タミフルに含まれるオセルタミビルリン酸塩は、カプセルとドライシロップの2つの剤形で販売されており、生後2週目の乳児から大人まで使用が可能です。また令和5年12月には新しく錠剤の剤形も販売する至りとなっております。インフルエンザA型・B型に有効で、インフルエンザウイルスが体内で増えていくのを抑えます。
タミフルの効果
タミフルの主な効果は、インフルエンザウイルスの増殖を抑制することです。
主な作用機序としてタミフルの有効成分である「オセルタミビル」が、インフルエンザウイルスが細胞外に放出され、周囲の細胞に感染を広げる過程で重要な役割を果たす酵素として知られている「ノイラミニダーゼ」の働きを阻害することによりその作用を発揮します。
具体的には以下の3つの効果が認められています。
1つ目は、インフルエンザの症状を早期に改善させる効果です。
臨床試験では、タミフルを服用した患者は、服用しなかった患者と比べて、発熱している期間や全体の症状が続く期間が約1~2日短くなりました。この効果により、インフルエンザによる苦痛をある程度軽減できると考えられます。
2つ目は、インフルエンザの重症化を防ぐ効果です。
タミフルを服用することで体内のウイルス量が減少するため、症状の悪化が抑えられます。例えば合併症である肺炎への移行を防ぐ効果が期待できます。

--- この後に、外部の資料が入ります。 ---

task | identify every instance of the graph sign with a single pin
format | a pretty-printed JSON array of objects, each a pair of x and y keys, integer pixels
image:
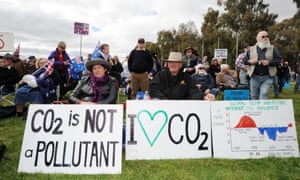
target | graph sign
[{"x": 254, "y": 129}]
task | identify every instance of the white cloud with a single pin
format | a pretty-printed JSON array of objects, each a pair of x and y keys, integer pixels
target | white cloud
[{"x": 39, "y": 25}]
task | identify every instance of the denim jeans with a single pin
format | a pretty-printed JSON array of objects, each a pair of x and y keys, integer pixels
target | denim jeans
[
  {"x": 260, "y": 86},
  {"x": 275, "y": 85},
  {"x": 243, "y": 77},
  {"x": 296, "y": 88}
]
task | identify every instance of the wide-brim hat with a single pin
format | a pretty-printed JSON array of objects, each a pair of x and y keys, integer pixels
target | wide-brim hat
[
  {"x": 98, "y": 61},
  {"x": 175, "y": 57}
]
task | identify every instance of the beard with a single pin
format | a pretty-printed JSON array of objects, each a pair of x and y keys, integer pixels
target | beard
[{"x": 263, "y": 45}]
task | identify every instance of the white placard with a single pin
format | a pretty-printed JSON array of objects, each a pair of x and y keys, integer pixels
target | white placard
[
  {"x": 254, "y": 129},
  {"x": 167, "y": 129},
  {"x": 72, "y": 139},
  {"x": 6, "y": 42},
  {"x": 221, "y": 53}
]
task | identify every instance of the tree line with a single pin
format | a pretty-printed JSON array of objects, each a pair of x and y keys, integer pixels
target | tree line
[{"x": 239, "y": 23}]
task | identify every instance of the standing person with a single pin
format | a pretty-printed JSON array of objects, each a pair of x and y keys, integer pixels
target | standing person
[
  {"x": 263, "y": 59},
  {"x": 116, "y": 69},
  {"x": 173, "y": 83},
  {"x": 140, "y": 64},
  {"x": 190, "y": 59},
  {"x": 241, "y": 67},
  {"x": 297, "y": 72},
  {"x": 8, "y": 74},
  {"x": 97, "y": 87},
  {"x": 214, "y": 68},
  {"x": 61, "y": 65}
]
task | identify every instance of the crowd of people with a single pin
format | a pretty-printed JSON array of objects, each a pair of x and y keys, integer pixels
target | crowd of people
[{"x": 184, "y": 75}]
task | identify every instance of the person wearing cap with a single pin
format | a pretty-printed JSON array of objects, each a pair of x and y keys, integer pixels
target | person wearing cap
[
  {"x": 227, "y": 78},
  {"x": 263, "y": 59},
  {"x": 61, "y": 65},
  {"x": 97, "y": 87},
  {"x": 36, "y": 88},
  {"x": 241, "y": 67},
  {"x": 204, "y": 81},
  {"x": 173, "y": 83},
  {"x": 8, "y": 74},
  {"x": 190, "y": 59},
  {"x": 140, "y": 64}
]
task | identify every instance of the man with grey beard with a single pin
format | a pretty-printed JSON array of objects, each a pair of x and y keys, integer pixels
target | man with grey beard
[{"x": 262, "y": 59}]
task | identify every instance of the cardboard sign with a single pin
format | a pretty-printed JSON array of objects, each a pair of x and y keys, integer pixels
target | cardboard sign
[
  {"x": 6, "y": 42},
  {"x": 72, "y": 139},
  {"x": 167, "y": 129},
  {"x": 254, "y": 129}
]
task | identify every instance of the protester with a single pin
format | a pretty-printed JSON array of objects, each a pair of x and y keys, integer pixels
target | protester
[
  {"x": 173, "y": 83},
  {"x": 262, "y": 58},
  {"x": 214, "y": 68},
  {"x": 204, "y": 81},
  {"x": 241, "y": 67},
  {"x": 116, "y": 69},
  {"x": 190, "y": 59},
  {"x": 97, "y": 87},
  {"x": 140, "y": 64},
  {"x": 37, "y": 88},
  {"x": 227, "y": 78},
  {"x": 8, "y": 74},
  {"x": 297, "y": 72},
  {"x": 61, "y": 65}
]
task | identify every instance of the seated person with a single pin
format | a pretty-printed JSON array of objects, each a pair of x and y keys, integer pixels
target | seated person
[
  {"x": 204, "y": 81},
  {"x": 36, "y": 88},
  {"x": 227, "y": 78},
  {"x": 8, "y": 75},
  {"x": 173, "y": 83},
  {"x": 97, "y": 87}
]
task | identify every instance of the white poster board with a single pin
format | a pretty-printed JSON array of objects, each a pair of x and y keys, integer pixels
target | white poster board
[
  {"x": 6, "y": 42},
  {"x": 254, "y": 129},
  {"x": 72, "y": 139},
  {"x": 167, "y": 129}
]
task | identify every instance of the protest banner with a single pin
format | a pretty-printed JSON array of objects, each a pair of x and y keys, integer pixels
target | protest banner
[
  {"x": 72, "y": 139},
  {"x": 167, "y": 129},
  {"x": 254, "y": 129}
]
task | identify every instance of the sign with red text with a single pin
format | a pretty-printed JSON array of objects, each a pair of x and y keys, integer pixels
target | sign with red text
[
  {"x": 72, "y": 139},
  {"x": 6, "y": 42},
  {"x": 167, "y": 129},
  {"x": 254, "y": 129}
]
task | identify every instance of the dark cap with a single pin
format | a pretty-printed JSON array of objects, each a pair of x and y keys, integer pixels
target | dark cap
[
  {"x": 8, "y": 56},
  {"x": 141, "y": 40}
]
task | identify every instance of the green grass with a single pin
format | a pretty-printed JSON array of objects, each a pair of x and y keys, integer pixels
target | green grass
[{"x": 12, "y": 129}]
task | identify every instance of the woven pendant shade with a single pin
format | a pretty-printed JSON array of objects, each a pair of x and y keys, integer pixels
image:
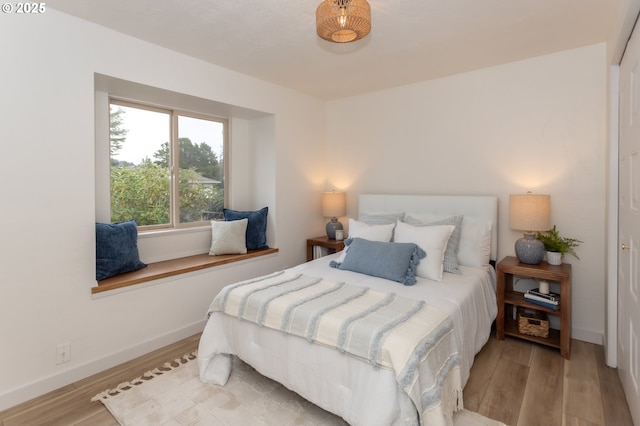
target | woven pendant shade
[{"x": 342, "y": 21}]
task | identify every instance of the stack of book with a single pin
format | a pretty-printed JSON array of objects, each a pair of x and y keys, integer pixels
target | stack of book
[{"x": 551, "y": 300}]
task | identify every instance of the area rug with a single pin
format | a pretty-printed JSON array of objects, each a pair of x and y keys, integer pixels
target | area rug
[{"x": 173, "y": 395}]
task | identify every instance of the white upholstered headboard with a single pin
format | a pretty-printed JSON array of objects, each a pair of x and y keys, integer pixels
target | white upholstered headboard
[{"x": 477, "y": 207}]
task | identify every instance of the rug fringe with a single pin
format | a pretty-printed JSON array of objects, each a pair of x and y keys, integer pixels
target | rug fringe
[{"x": 158, "y": 371}]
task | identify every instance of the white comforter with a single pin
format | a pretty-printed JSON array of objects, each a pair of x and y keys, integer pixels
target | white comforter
[{"x": 337, "y": 382}]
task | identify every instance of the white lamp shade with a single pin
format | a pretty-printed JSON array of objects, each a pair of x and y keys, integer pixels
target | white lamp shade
[
  {"x": 334, "y": 204},
  {"x": 530, "y": 212}
]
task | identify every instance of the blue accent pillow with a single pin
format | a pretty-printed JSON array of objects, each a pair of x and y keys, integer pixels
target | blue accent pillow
[
  {"x": 116, "y": 249},
  {"x": 256, "y": 229},
  {"x": 392, "y": 261}
]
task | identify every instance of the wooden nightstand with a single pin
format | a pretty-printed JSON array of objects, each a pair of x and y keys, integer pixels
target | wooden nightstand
[
  {"x": 508, "y": 299},
  {"x": 323, "y": 241}
]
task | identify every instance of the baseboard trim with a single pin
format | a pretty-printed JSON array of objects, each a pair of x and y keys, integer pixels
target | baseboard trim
[
  {"x": 47, "y": 384},
  {"x": 587, "y": 336}
]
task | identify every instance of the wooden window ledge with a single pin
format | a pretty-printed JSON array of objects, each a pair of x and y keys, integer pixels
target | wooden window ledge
[{"x": 169, "y": 268}]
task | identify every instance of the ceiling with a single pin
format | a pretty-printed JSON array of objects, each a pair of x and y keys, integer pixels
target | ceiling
[{"x": 410, "y": 40}]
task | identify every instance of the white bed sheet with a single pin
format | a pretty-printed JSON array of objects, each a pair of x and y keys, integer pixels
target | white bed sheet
[{"x": 346, "y": 386}]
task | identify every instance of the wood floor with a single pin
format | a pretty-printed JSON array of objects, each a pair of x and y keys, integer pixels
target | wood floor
[{"x": 516, "y": 382}]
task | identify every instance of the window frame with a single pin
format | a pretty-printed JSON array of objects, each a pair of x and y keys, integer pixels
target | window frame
[{"x": 174, "y": 169}]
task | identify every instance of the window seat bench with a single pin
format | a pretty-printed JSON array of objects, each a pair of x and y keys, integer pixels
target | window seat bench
[{"x": 168, "y": 268}]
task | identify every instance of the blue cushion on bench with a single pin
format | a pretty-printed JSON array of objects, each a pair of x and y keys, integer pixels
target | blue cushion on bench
[
  {"x": 256, "y": 228},
  {"x": 116, "y": 249}
]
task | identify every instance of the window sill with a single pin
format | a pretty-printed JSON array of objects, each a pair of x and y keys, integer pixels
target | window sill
[{"x": 173, "y": 267}]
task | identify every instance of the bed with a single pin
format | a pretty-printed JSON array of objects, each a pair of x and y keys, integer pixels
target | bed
[{"x": 360, "y": 391}]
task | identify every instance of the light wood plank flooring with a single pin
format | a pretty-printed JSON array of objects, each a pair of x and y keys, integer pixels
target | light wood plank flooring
[{"x": 516, "y": 382}]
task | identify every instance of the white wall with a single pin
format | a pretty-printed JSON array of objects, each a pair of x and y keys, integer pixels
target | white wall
[
  {"x": 537, "y": 124},
  {"x": 47, "y": 194}
]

したがって、タミフルを早期に適切に服用することで、インフルエンザからの回復をよりスムーズにし、合併症のリスクを下げることができます。一方で、発症から48時間以上経過している場合には十分な効果が得られない可能性があることに注意が必要です。
最後に3つ目の効果として認められているものは、A型及びB型インフルエンザに対する予防効果があります。
タミフルは感染者との接触から48時間以内に服用すれば、高確率で予防ができるとされています。特に家族や日常的に接する人が感染した場合、緊急的な対策として有効な予防手段となります。タミフルの予防効果は服薬中の期間に限られ、最大で10日間までとされています。予防接種のような長期的な予防には向いておらず、予防効果は服用中の期間にのみ期待されます。
インフルエンザの症状は風邪とよく似ていますが、タミフルには風邪を治療する効果がないことを付け加えておきます。詳しいインフルエンザの症状を知りたい場合は別サイトにて記載がありますので是非参照ください。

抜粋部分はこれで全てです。